The march, which marks the second anniversary of Egypt's 28 January 2011 'Friday of rage,' is meant to protest the recent death of dozens of protesters in clashes with security forces across the country and to demand the suspension of Egypt's newly-approved constitution and the dismissal of the cabinet.
The country has seen nationwide protests and clashes since Friday, the January 25 Revolution's second anniversary, which have left at least 50 dead and hundreds injured.
Leading the march is renowned leftist activist Kamal Khalil, who chanted anti-Muslim Brotherhood slogans and demanded "vengeance for the martyrs."
"We are not going to leave it to Badie," protesters chanted in reference to Muslim Brotherhood leader Mohamed Badie.
Activist Alaa Abdel-Fattah told Ahram Online that the march was meant to protest the Brotherhood's perceived monopolisation of state institutions.
"We want to stop the Brotherhood's attempts to take over state institutions… and pass illegitimate laws through them," said Abdel-Fattah.
"And now Morsi has reinstated the emergency law, which reflects his failure as a legitimate democratic leader," he added.
On Sunday, President Morsi declared a state of emergency in three canal cities – Port Said, Ismailia and Suez – where violence erupted over the weekend. He also declared a night-time curfew in the three cities.
Also present at Monday's protest were members of the Revolutionary Socialists, the Socialist Popular Alliance and the National Association for Change.

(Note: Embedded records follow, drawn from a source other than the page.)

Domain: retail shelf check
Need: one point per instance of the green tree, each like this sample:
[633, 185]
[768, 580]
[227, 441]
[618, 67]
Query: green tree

Meanwhile, members of the 6 April youth movement held up trash bins as shields bearing the word 'Peaceful.'
"We want freedom. We want to get rid of Morsi and the Muslim Brotherhood," Amr, a masked 14-year-old member of Egypt's 'Black Bloc,' told Ahram Online.

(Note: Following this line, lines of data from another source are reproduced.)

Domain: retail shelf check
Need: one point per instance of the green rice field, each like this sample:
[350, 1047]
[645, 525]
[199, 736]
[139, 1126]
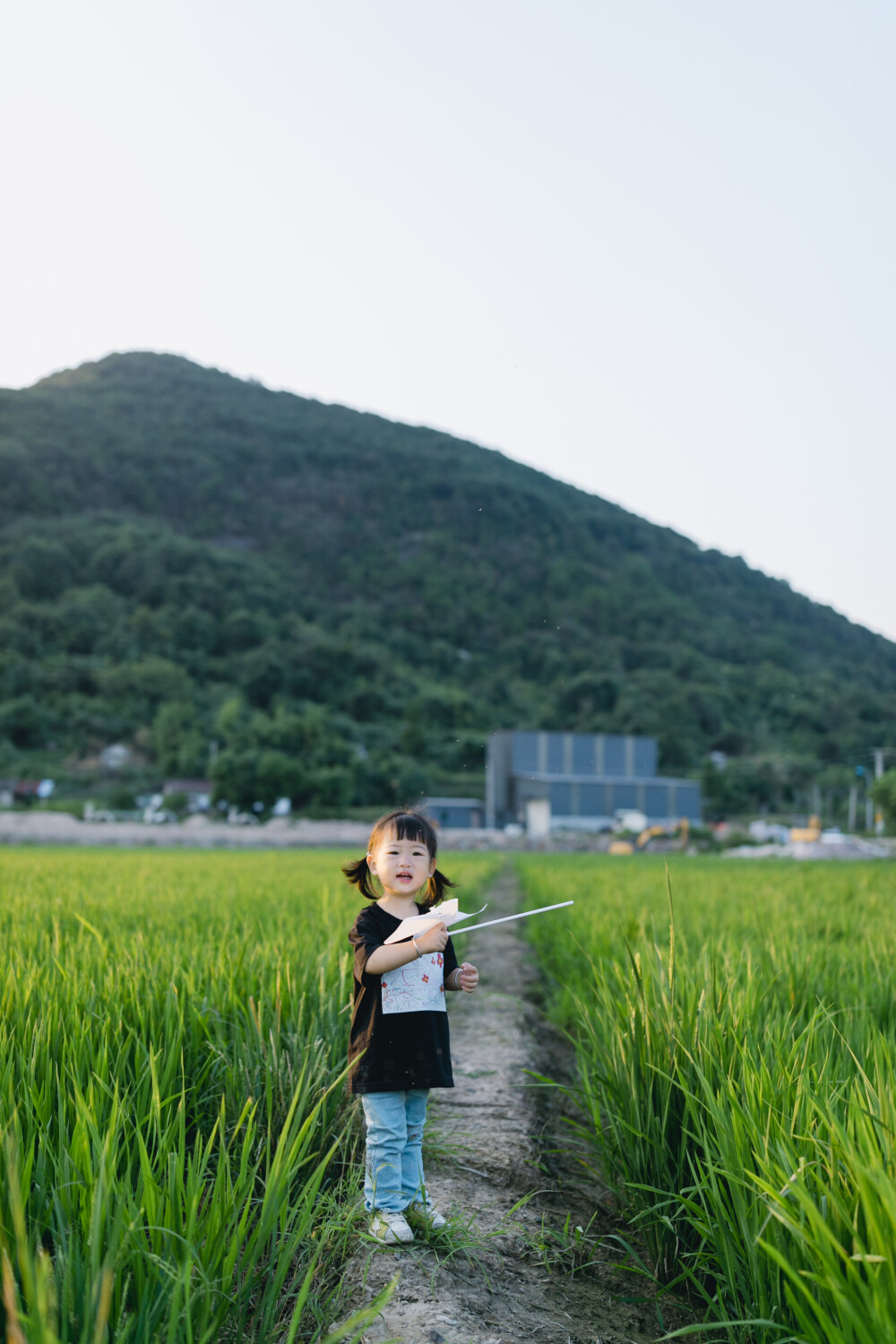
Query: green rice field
[175, 1137]
[737, 1077]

Hisham Sabra, a protester and consulting engineer, told Ahram Online that Monday's protests were "a chance for freedom to be gained and a democratic stable Egypt."
"We were naïve...we used to have a semi-military dictatorship. Now we have a theocratic dictatorship, which is more dangerous," added Sabra.
Sabra went on to criticise Morsi's Sunday night speech, describing it as "a miserable one." He praised the National Salvation Front (NSF) opposition group's decision to boycott the president's calls for dialogue.
On Monday afternoon, the NSF announced its rejection of Morsi's invitation to dialogue, describing it as a "façade" that would not benefit Egyptians.
Meanwhile, according to the ministry of interior at least four policemen and seven conscripts have been injured in the ongoing clashes near Tahrir square.
Also, two police officers were killed in the city of Port Said while one conscript was killed in Suez.